Now there is one more reason for companies to abandon commercial space – pandemics .

“It’s a good opportunity for us to test working from home at scale,” said Alvin Foo, managing director of Reprise Digital, a Shanghai ad agency with 400 people that’s part of Interpublic Group. “Obviously, not easy for a creative ad agency that brainstorms a lot in person.” It’s going to mean a lot of video chats and phone calls, he said.

Bloomberg 2-2-2020

Dec 14

The is a great, worth the time to read, article on landlord regulation over at BiggerPockets.

Nov 30

In 2006

Everyone: “The market is high, aren’t you going to sell and make a killing?

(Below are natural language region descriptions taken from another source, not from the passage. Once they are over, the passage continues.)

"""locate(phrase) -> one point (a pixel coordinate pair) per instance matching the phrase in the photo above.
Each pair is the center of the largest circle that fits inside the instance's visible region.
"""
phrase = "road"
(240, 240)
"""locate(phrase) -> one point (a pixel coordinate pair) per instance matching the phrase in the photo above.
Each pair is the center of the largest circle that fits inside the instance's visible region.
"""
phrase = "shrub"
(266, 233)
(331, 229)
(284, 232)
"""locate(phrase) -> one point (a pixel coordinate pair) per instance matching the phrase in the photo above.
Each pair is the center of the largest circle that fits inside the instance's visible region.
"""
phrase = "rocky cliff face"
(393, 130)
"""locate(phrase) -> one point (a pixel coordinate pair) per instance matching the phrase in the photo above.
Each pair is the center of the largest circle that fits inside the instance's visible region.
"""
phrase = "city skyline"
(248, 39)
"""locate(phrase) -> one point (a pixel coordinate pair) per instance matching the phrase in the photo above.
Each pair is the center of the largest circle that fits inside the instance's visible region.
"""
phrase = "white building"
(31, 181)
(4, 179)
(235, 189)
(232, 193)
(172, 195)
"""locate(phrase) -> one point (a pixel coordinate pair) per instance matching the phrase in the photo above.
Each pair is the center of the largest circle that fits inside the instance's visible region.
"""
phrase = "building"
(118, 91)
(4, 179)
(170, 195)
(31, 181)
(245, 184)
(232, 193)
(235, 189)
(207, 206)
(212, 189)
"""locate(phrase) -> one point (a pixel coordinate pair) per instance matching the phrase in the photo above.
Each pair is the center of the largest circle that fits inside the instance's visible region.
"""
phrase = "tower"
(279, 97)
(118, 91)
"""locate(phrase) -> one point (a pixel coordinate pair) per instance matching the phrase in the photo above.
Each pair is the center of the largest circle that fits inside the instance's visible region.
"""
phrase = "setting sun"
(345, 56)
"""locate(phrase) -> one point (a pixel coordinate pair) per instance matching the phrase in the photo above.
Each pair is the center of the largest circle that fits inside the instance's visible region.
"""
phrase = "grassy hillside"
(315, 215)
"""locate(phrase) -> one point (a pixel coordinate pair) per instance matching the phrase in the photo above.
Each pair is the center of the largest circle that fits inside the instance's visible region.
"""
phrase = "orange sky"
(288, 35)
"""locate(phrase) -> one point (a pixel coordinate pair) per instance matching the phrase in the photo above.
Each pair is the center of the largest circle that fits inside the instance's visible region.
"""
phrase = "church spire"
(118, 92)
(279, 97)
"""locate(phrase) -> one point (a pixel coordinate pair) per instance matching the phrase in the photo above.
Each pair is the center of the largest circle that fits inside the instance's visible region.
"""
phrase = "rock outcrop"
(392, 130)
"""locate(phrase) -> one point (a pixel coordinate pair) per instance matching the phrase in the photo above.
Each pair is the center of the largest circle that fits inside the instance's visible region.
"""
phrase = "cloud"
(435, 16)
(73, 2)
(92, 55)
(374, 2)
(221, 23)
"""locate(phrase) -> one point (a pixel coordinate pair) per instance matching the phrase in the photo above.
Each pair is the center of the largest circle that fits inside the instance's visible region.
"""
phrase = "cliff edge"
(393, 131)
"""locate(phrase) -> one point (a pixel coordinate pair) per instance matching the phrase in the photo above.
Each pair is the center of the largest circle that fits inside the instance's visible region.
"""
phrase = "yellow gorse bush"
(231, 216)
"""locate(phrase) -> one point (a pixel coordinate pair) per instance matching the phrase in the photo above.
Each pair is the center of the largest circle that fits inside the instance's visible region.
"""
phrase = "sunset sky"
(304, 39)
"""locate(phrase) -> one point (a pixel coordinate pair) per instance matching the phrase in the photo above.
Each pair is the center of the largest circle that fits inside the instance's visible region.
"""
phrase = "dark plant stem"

Me: “Nope, don’t know where I would put the money if I did sell.

In 2009

Everyone: “Wow! you must have lost a lot of money due to the real estate crash!

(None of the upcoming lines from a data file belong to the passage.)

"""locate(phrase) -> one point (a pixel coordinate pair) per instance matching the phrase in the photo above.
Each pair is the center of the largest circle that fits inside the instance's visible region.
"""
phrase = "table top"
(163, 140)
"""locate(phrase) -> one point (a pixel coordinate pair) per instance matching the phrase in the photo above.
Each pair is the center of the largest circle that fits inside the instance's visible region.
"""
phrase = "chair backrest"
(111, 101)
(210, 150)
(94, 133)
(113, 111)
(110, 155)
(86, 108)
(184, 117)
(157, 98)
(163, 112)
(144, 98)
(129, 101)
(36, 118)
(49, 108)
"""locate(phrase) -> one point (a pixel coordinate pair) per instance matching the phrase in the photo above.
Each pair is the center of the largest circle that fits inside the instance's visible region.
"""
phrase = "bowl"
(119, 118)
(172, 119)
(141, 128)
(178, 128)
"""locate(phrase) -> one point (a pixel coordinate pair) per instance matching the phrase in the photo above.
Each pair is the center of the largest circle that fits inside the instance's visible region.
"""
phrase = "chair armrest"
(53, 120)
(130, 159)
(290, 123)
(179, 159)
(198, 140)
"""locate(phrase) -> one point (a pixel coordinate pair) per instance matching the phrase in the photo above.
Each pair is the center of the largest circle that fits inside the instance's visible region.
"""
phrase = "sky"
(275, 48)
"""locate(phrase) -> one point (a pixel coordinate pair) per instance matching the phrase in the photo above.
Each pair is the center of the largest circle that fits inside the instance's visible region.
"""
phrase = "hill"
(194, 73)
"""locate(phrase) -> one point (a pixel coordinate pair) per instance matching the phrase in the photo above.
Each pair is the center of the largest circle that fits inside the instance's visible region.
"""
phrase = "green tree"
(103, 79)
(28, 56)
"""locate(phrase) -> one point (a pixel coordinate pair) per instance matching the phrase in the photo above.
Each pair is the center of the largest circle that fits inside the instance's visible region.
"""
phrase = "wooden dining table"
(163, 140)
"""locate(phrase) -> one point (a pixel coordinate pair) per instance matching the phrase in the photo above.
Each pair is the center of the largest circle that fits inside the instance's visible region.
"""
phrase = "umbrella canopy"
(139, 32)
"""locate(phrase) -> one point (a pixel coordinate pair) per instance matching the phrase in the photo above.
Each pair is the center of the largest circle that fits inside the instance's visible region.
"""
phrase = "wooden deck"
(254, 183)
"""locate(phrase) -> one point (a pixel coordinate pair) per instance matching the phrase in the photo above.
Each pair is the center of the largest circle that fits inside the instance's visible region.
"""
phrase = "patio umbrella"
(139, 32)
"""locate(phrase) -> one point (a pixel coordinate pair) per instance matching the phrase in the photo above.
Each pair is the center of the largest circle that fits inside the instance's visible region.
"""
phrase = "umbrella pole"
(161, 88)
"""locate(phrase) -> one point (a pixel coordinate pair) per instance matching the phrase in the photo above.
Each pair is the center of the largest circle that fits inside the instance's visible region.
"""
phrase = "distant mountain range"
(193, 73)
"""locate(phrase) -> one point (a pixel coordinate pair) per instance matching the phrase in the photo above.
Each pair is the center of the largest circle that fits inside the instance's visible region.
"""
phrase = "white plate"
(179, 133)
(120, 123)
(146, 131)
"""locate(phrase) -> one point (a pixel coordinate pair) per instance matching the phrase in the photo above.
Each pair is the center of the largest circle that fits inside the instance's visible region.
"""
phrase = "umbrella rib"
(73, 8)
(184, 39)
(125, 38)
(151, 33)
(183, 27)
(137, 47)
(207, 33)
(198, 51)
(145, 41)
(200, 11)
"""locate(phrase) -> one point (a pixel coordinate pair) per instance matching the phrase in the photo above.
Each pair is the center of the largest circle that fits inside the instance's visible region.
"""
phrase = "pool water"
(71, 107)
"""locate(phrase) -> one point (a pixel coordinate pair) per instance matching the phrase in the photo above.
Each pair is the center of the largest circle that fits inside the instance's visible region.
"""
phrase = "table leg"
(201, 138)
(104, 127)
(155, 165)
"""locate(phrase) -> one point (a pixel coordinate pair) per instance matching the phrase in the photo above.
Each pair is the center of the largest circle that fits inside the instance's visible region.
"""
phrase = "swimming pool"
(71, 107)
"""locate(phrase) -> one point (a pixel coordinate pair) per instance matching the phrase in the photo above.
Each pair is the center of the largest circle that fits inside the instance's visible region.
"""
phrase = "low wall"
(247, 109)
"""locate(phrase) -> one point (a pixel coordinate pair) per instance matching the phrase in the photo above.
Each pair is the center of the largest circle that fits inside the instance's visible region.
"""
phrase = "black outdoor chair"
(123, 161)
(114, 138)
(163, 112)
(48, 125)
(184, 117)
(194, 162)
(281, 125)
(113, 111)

Me: “Nope, I did not sell, I’m not selling, occupancy rates are the highest I’ve seen and rents are going up.

If you are in this for appreciation or flipping, the fluctuations in real estate values directly impact you. If you are a buy and hold owner, then the market does not impact you as much.

My buddies who sold out in 06, 07 and thought they made a killing, lost a lot when the stock market corrected, plus paid taxes on the sales. Those of us that stayed in the rental game did okay.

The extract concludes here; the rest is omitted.